ABOVE PHOTO: Derrick Johnson
BALTIMORE – The NAACP, the nation’s oldest and largest nonpartisan civil rights organization, names vice chairman of the board of directors Derrick Johnson as interim president and CEO, effective immediately. The unanimous decision was made by the executive committee of the board of directors during the Association’s 108th annual convention in Baltimore. The NAACP released the following statement:
“I am thrilled to announce that my friend and colleague Derrick Johnson has been appointed to interim president and CEO. I could not think of a better, more battle-tested or more qualified individual to guide the NAACP through this transition period,” said Leon Russell, Board Chairman of the NAACP. “Derrick’s longtime service with the Association will allow him to take decisive action to deal with daily challenges. He will also serve as the primary spokesman for the NAACP. I have every confidence in Derrick and will support him in this new endeavor every step of the way .”

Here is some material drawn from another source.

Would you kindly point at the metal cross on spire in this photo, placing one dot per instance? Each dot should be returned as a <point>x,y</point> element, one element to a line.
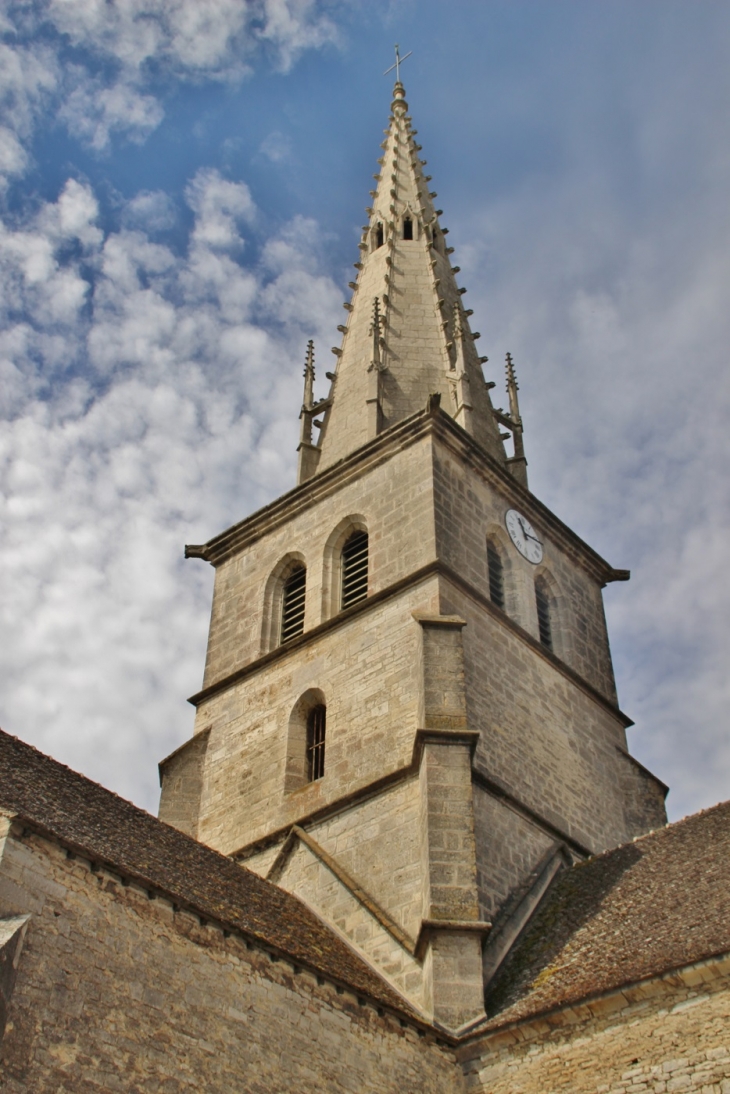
<point>398,62</point>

“It is truly an honor and a privilege to be named the interim president and CEO of an organization that I’ve served for decades,” Johnson said. “There’s a lot of work that needs to be done and we won’t waste any time getting to it. We are facing unprecedented threats to our democracy and we will not be sidelined while our rights are being eroded every day. We remain steadfast and immovable, and stand ready on the front lines of the fight for justice.”

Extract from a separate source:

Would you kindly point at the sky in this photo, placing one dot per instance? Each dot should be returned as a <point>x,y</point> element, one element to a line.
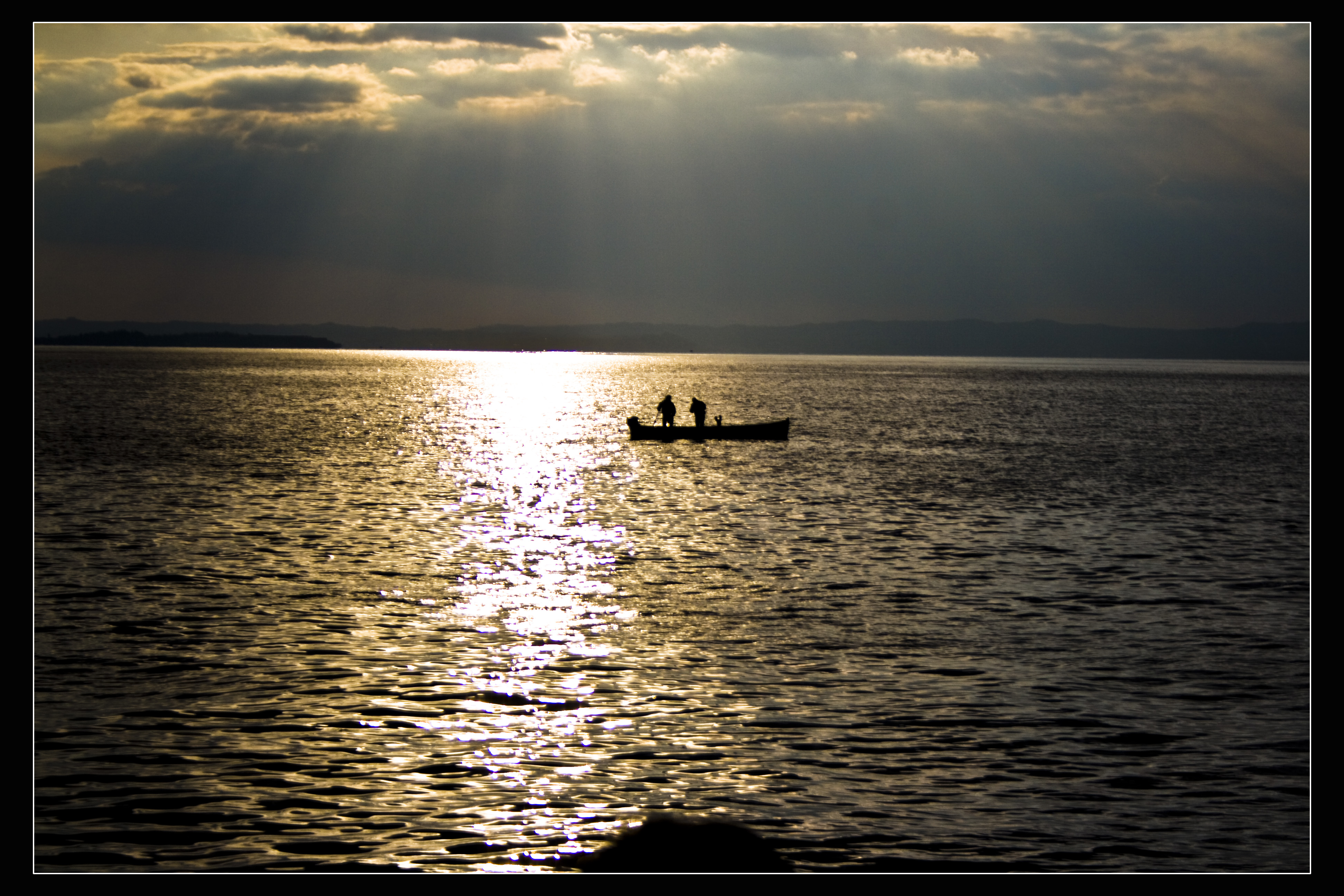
<point>463,175</point>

Johnson formerly served as vice chairman of the NAACP National Board of Directors as well as State President for the Mississippi State Conference NAACP. The first vice chair of the Mississippi State Conference NAACP will assume leadership of the state conference operations.

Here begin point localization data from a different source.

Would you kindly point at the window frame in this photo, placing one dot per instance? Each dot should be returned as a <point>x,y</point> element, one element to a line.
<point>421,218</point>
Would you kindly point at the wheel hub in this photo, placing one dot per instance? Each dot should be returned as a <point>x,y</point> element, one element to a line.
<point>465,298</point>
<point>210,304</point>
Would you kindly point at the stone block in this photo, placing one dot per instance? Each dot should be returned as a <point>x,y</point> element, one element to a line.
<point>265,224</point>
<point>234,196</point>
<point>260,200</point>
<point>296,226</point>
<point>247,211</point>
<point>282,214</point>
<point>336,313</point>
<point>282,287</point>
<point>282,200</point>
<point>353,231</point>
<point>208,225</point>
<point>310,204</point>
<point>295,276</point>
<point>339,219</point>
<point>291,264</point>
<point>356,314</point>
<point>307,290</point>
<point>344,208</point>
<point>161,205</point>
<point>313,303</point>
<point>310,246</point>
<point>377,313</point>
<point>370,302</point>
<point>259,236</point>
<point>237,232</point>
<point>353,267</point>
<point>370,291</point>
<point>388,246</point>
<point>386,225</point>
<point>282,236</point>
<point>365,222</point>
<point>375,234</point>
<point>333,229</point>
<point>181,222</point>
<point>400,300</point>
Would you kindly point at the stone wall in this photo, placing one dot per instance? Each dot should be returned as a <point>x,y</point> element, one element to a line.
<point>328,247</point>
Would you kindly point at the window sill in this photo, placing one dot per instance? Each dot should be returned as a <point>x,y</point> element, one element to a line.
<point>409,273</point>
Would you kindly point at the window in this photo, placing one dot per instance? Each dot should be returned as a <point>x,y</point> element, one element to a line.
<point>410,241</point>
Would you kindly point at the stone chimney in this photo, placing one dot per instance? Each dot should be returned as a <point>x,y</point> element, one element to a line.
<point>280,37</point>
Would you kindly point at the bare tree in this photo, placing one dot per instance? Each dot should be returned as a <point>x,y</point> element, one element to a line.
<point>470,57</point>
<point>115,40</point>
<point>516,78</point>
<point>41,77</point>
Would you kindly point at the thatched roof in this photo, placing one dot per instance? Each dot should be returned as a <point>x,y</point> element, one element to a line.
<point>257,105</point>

A longstanding member and leader of the NAACP, Mr. Johnson will guide the Association through a period of re-envisioning and reinvigoration. Until a new president is selected, he will serve as the NAACP’s primary spokesperson.
A Mississippi native, Johnson attended Tougaloo College in Jackson, Mississippi. He then continued onto Houston, Taxas to receive his juris doctorate from the South Texas College of Law. In later years, Johnson furthered his training through fellowships with the Congressional Black Caucus Foundation, the George Washington University School of Political Management, and the Massachusetts Institute of Technology (MIT). He now serves as an adjunct professor at Tougaloo and as an annual guest lecture at Harvard Law School, lending his expertise to Professor Lani Guinier’s course on social movements.
Johnson is a veteran activist who has dedicated his career to improving defending the rights and improving the lives of Mississippians. As State President of the NAACP Mississippi State Conference, he led critical campaigns for voting rights and equitable education. He successfully managed two bond referendum campaigns in Jackson, MS that brought $150 million in school building improvements and $65 million towards the construction of a new convention center, respectively. As a regional organizer at the Jackson-based non-profit, Southern Echo, Inc., Johnson provided legal, technical, and training support for communities across the South.
In recognition for his service to his home state, the Chief Justice of the Mississippi Supreme Court appointed Johnson to the Mississippi Access to Justice Commission, and the Governor of Mississippi appointed him Chair of the Governor’s Commission for Recovery, Rebuilding, and Renewal after devastation of Hurricane Katrina.
In the wake of Hurricane Katrina, Johnson founded One Voice Inc. to improve the quality of life for African- Americans through civic engagement training and initiatives. One Voice has spawned an annual Black Leadership Summit and the Mississippi Black Leadership Institute, a nine month training program for community leaders.